81 Il ressort de cette étude qu’il est indispensable pour les juges prud’homaux d’avoir connaissance de l’ampleur de leur mission légale d’appréciation des faits, indépendamment même de l’étendue du contrôle de la Cour de cassation, et d’avoir ainsi constamment en tête que c’est seulement lorsque le juge prud’homal applique sérieusement l’article L. 1235-1, alinéa 3, du Code du travail, que justice est réellement rendue au salarié, et d’ailleurs aux deux parties.

82 Cette question est d’autant plus importante que, comme l’on sait, l’employeur ne peut se contenter d’invoquer une cause « en apparence » réelle et sérieuse. Il doit l’étayer par des faits précis qui seuls, en réalité, constituent un motif réel et sérieux de licenciement, de sorte que leur appréciation par les juges du fond – et donc leur mode d’appréciation – s’avère déterminante (20).
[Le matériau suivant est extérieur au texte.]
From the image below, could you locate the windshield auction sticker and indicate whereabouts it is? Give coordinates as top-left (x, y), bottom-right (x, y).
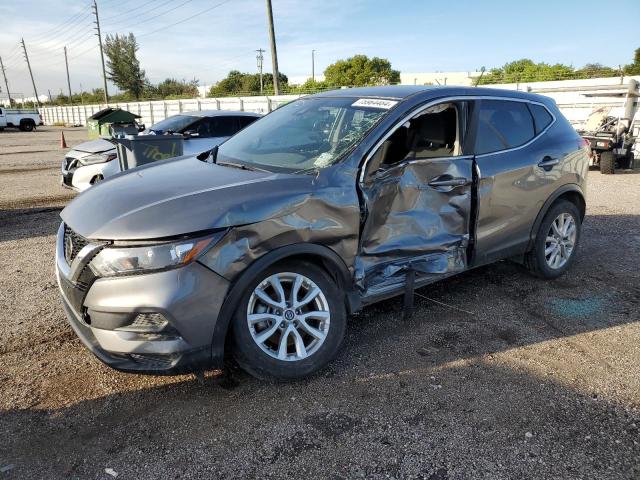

Il en est d’autant plus ainsi que cette démarche judiciaire se solde in fine par la règle selon laquelle « si un doute subsiste, il profite au salarié ».

83 Seuls les juges du fond sont à même de garantir – avec la sécurité du double degré de juridiction – qu’ils remplissent effectivement leur office dans le cadre de la mission d’investigation des faits dont ils sont investis par la loi. Les parties ne peuvent que solliciter du juge telle ou telle recherche à laquelle elles n’ont pas la possibilité de procéder elles-mêmes. Elles ne peuvent de toute façon rien imposer au juge en l’absence de contrôle de la Cour de cassation. Et surtout elles ne peuvent lui demander de faire ce qu’elles n’ont elles-mêmes pas pensé à faire…

84 En conclusion, il sera souligné ici que l’on oublie trop souvent cet aspect d’investigation spécifique à la mission du juge prud’homal (21), probablement par l’effet de ce réflexe pavlovien – et pas forcément approprié – qui veut que seul ce qui fait l’objet d’un contrôle de la Cour de cassation est à même de faire jurisprudence.